America is in the middle of a national crisis  —  we should be concerned with the health of politics in the Tufts community. Everything is not all right and it is not enough to just tell our Tufts friends that we are right and they are wrong. It is not our job to tell Kellyanne Conway that she is lying through her teeth. Let Jake Tapper do that. The Trump administration wants to drive intelligent people away from politics by turning elections, affordable healthcare and foreign policy into a show. We cannot let the people in power do that in our community.

It is great to raise money for Planned Parenthood and refugee organizations. But it is important to remember that raising these funds is a backup plan meant to keep good organizations afloat during a dark four years. Had we found a couple thousand more votes in a few swing states, we wouldn’t need to worry about the vitality of organizations that provide stability to people who desperately need it.

Planned Parenthood receives about $500 million per year from federal, state and local government funding. The Mexico Wall will cost taxpayers approximately $15 billion.

The Affordable Care Act is hundreds of billions of dollars below cost estimates. A small fraction of this money could be used to improve subsidy levels for middle-class people.

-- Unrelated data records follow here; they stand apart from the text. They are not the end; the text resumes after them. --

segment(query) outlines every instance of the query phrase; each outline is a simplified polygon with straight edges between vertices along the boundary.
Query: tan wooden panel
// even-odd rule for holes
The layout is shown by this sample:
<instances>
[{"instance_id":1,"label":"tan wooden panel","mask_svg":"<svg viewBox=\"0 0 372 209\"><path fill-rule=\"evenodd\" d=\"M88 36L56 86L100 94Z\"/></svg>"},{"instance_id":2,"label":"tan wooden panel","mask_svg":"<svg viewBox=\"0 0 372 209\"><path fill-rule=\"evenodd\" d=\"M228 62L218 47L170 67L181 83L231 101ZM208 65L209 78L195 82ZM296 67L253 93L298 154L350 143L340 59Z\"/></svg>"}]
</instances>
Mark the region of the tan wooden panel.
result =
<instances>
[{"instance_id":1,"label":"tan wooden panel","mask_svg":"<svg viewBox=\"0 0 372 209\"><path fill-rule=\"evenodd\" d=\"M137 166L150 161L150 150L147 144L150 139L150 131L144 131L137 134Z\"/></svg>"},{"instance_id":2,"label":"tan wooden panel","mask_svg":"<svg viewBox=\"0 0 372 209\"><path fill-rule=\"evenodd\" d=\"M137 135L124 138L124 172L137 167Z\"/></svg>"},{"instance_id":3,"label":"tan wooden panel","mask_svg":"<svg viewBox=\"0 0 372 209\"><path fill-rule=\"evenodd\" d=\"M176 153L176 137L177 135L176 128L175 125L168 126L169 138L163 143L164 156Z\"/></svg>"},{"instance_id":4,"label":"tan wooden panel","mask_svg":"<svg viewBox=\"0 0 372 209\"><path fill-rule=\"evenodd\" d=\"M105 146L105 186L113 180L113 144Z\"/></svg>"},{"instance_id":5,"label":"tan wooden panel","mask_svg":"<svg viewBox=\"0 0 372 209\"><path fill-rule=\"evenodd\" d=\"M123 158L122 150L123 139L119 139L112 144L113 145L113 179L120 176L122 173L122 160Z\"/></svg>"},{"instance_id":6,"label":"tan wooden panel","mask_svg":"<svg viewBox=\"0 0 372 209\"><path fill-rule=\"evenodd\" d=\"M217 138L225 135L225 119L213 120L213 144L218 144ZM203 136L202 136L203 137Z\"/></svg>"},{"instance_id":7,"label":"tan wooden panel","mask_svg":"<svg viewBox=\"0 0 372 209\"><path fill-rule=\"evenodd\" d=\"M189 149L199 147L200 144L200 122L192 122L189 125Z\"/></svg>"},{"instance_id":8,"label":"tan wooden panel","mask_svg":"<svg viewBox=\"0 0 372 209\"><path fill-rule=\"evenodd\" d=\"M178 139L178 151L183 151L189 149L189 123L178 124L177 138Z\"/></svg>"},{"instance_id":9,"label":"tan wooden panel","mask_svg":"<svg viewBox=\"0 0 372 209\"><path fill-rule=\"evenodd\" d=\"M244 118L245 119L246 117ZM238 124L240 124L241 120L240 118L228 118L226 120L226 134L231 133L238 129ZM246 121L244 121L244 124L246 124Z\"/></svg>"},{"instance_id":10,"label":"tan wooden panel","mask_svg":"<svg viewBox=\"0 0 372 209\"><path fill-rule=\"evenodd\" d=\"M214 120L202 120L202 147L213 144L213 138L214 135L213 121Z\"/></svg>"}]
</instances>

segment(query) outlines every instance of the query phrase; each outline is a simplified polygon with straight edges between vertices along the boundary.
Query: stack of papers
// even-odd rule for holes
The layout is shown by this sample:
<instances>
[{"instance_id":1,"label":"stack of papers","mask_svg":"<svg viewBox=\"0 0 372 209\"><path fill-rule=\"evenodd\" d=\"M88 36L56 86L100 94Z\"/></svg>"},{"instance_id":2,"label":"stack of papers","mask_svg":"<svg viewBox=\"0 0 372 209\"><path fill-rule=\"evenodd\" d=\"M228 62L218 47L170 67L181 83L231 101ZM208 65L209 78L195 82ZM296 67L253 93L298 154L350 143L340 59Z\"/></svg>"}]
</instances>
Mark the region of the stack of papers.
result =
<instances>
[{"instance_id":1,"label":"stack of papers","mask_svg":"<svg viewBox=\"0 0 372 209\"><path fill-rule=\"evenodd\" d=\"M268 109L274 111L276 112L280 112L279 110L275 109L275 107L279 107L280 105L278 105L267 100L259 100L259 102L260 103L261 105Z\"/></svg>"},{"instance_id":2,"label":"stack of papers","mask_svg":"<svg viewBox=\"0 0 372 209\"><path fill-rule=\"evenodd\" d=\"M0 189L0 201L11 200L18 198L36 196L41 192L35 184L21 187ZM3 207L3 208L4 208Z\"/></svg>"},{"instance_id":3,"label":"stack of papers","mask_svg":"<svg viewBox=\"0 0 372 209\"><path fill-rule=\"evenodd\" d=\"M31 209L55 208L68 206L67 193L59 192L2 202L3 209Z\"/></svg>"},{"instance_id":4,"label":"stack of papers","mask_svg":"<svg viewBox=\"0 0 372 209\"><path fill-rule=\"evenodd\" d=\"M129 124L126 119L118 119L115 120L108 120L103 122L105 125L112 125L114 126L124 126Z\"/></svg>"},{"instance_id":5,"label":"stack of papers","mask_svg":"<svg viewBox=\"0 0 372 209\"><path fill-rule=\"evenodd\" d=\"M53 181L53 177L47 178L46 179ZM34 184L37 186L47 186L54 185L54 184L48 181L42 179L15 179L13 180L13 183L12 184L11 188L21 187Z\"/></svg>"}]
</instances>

Do the math. Politics is important.

We need to understand that it may seem insignificant to the country to win a local election, but presidential elections are won by creating person-to-person trust on street corners all over America. We have the information to influence and the ability to make political change at the local level.

Many of my friends feel strongly about their politics but don’t want to compete over it because they are afraid of telling someone that their values are wrong. But we are smarter than that. While we may not agree on the issues, we share values with people all over the United States who do not understand that the policies we believe in will help them. To implement the policy, we need to reach those Americans with a more human political message. This isn’t wrong or pandering; it is healthy public service.

In a November 2016 interview with David Axelrod, who is the former Chief Strategist to President Obama, Van Jones, another former member of the Obama Administration, speaks of the advice his father gave him in the driveway of their house before he left for Yale Law School. His father told him that there are only two kinds of smart people in this world. There are those smart people who take simple things and make them sound complicated, to enrich themselves. And there are those who take complicated things and make them sound simple, to empower and uplift other people. His father warned, “When you come back from Yale, you better be that second type of person.”

So pick up a paper. A New York Times, a Washington Post, a local paper, the Tufts Daily. Think about the issues that excite you and delve into the details. There are fascinating conversations to be had in Dewick, Carm and at the Rez. But take those conversations off campus and understand that the privilege and conviction provided by a Tufts education do not separate you from red-blooded America.